Sherry Allen – 2/16/10

 


This page was last updated on February 16, 2010.


Practicing small acts of kindness; Sherry Allen; Beaver County Times; February 16, 2010.

Ms. Allen wrote three previous letters I didn’t critique.  One (“Conserving water for future,” 1/13/08) asked us to conserve water (primarily by not eating meat) and another (“Say ‘no’ to push polling,” 2/10/08) complained about alleged telephone “push polls” by Republicans, and the third was (“Plant a garden to offset oil usage,” 8/1/08).  In one letter I did critique, Ms. Allen gushed about a book she found “that has hundreds of ideas on how to save our planet.”  In a partisan letter, Ms. Allen concluded with “Let’s endeavor to walk together peacefully.”  In one letter, Ms. Allen related a story of disaffected Republicans voting for Mr. Obama.  In another letter, Ms. Allen tried to compare abortion and war in an effort to promote Barack Obama over John McCain.  Other letters from Ms. Allen were entitled “Let’s be proactive on the environment,” “Arena a valuable community asset,” “Time to get behind health-care reform,” and “A state budget we can all live with,” “Keep pushing for a public option,” and “Election ruling terrible for nation.”

Below is a detailed critique of the subject letter.


“I was sad we lost a national treasure last month.

“Howard Zinn was a great historian and social activist.  He was best known for writing a book that illuminated American history, and inspired many teachers and students.”

[RWC] In case Ms. Allen’s letter-writing body of work and/or her description of Mr. Zinn as a “social activist” weren’t clues, Mr. Zinn was a leftist.  There’s nothing wrong with being a leftist (other than being incorrect <g>), but it is relevant to Ms. Allen’s eulogy.

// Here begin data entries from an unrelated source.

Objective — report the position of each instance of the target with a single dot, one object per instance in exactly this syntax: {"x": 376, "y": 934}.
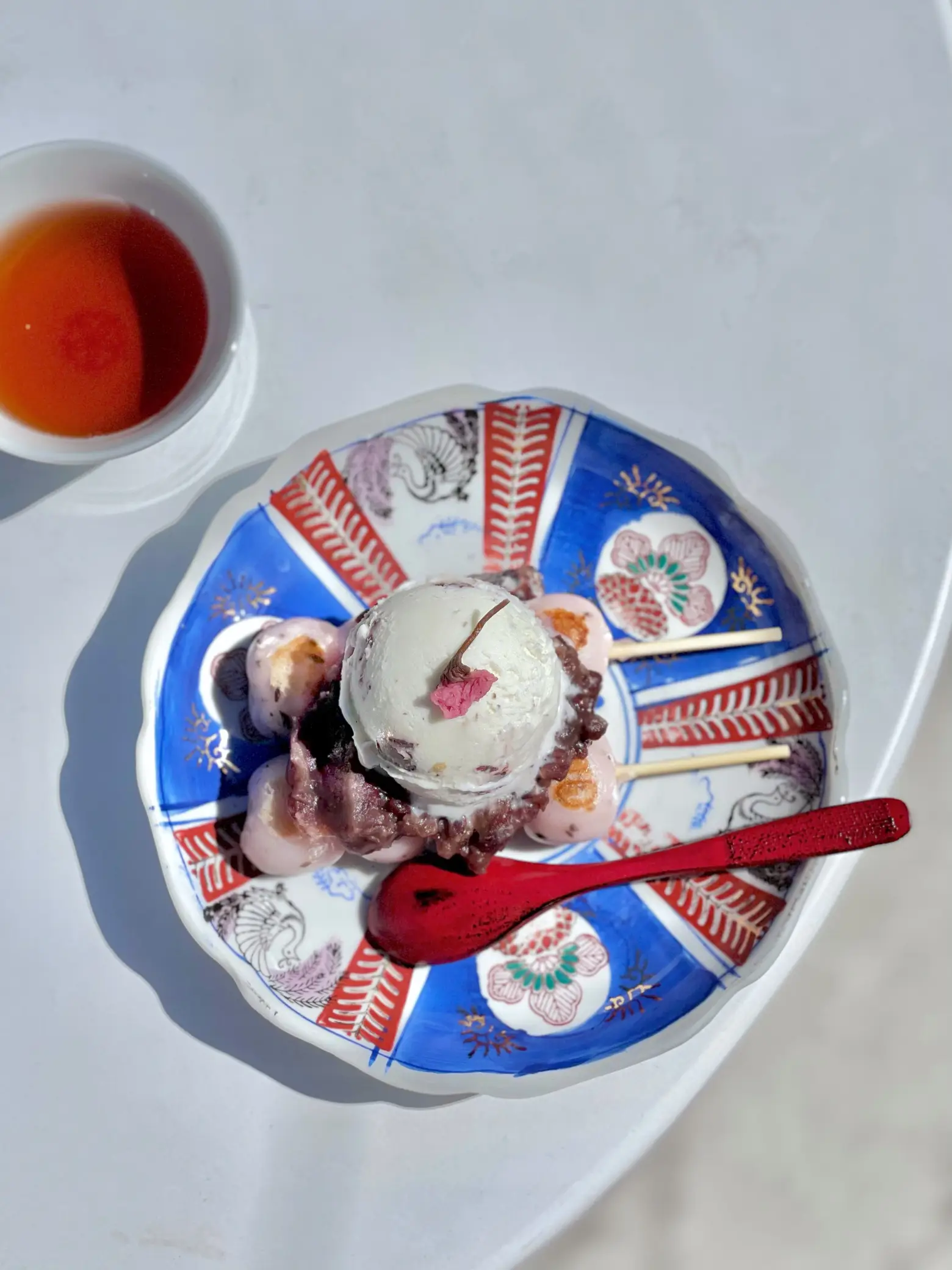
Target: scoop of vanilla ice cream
{"x": 392, "y": 662}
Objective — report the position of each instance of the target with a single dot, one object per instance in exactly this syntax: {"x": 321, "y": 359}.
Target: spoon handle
{"x": 847, "y": 827}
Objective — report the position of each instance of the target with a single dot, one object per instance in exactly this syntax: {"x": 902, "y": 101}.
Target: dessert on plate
{"x": 439, "y": 719}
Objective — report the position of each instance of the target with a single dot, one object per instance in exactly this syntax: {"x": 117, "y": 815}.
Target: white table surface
{"x": 730, "y": 221}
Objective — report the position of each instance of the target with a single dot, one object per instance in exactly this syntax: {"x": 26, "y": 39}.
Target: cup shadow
{"x": 24, "y": 483}
{"x": 114, "y": 838}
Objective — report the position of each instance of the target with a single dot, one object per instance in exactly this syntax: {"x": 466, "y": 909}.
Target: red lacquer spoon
{"x": 431, "y": 911}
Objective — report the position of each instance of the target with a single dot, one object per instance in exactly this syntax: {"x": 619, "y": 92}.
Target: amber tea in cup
{"x": 103, "y": 318}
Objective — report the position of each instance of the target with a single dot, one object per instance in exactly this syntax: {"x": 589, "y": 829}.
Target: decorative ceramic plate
{"x": 458, "y": 482}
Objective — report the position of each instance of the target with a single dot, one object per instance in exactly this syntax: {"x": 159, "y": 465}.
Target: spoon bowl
{"x": 431, "y": 911}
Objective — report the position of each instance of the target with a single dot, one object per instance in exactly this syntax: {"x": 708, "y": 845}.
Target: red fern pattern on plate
{"x": 323, "y": 510}
{"x": 785, "y": 703}
{"x": 214, "y": 856}
{"x": 730, "y": 912}
{"x": 369, "y": 1000}
{"x": 518, "y": 449}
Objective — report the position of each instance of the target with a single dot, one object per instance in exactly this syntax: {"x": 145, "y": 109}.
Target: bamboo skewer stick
{"x": 629, "y": 649}
{"x": 700, "y": 763}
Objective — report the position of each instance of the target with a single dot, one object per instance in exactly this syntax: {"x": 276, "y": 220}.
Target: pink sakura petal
{"x": 502, "y": 986}
{"x": 699, "y": 609}
{"x": 629, "y": 546}
{"x": 456, "y": 699}
{"x": 558, "y": 1006}
{"x": 691, "y": 550}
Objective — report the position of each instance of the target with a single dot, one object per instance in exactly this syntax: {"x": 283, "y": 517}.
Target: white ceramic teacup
{"x": 61, "y": 172}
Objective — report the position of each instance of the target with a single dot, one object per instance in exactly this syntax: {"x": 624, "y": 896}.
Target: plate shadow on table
{"x": 115, "y": 845}
{"x": 24, "y": 483}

Ms. Allen’s assertion Mr. Zinn “inspired many teachers and students” should be a concern.  In my mind, historians should simply report the facts about what happened.  While parts of history may or may not inspire “many teachers and students,” the guy reporting the facts should not.  If Mr. Zinn “inspired many teachers and students,” it’s likely he did so by injecting his personal biases and positions into his “reporting” of history.  That position appears to confirmed by a column posted on Beaver County Blue about Mr. Zinn, “For Dr. Zinn, activism was a natural extension of the revisionist brand of history he taught. ‘A People’s History of the United States’ (1980), his best-known book, had for its heroes not the Founding Fathers — many of them slaveholders and deeply attached to the status quo, as Dr. Zinn was quick to point out — but rather the farmers of Shays’ Rebellion and union organizers of the 1930s.”

“He said, ‘Hope is based on the fact that human history is a history not only of cruelty, but also of compassion, sacrifice, courage, and kindness.’”

[RWC] Here’s another Zinn quote Ms. Allen would probably like. “Let’s talk about socialism. … I think it’s very important to bring back the idea of socialism into the national discussion to where it was at the turn of the [last] century before the Soviet Union gave it a bad name.  Socialism had a good name in this country.  Socialism had Eugene Debs.  It had Clarence Darrow.  It had Mother Jones.  It had Emma Goldman.  It had several million people reading socialist newspapers around the country … Socialism basically said, hey, let’s have a kinder, gentler society.  Let’s share things.  Let’s have an economic system that produces things not because they’re profitable for some corporation, but produces things that people need.  People should not be retreating from the word socialism because you have to go beyond capitalism.”  As for Mr. Zinn’s comment that “the Soviet Union gave [socialism] a bad name,” he failed to include the Nazis, Mao, et al.  Of course the problem with socialism isn’t “a bad name,” it’s that socialism elevates government at the expense of individual liberty and it always ends badly.

“Our country is fearful of new terrorists being born everyday.  However, men like Zinn are also arising.

“He witnessed and believed that small acts by individuals can multiply, and can transform our world.

“Imagine the changes we could make by practicing small acts of kindness.”

[RWC] If you think this letter is about “practicing small acts of kindness,” I believe you’re mistaken.  This letter is simply a eulogy for a lefty Ms. Allen liked and she made sure not to say anything that would describe Mr. Zinn’s position on the economic, political, and social spectrum.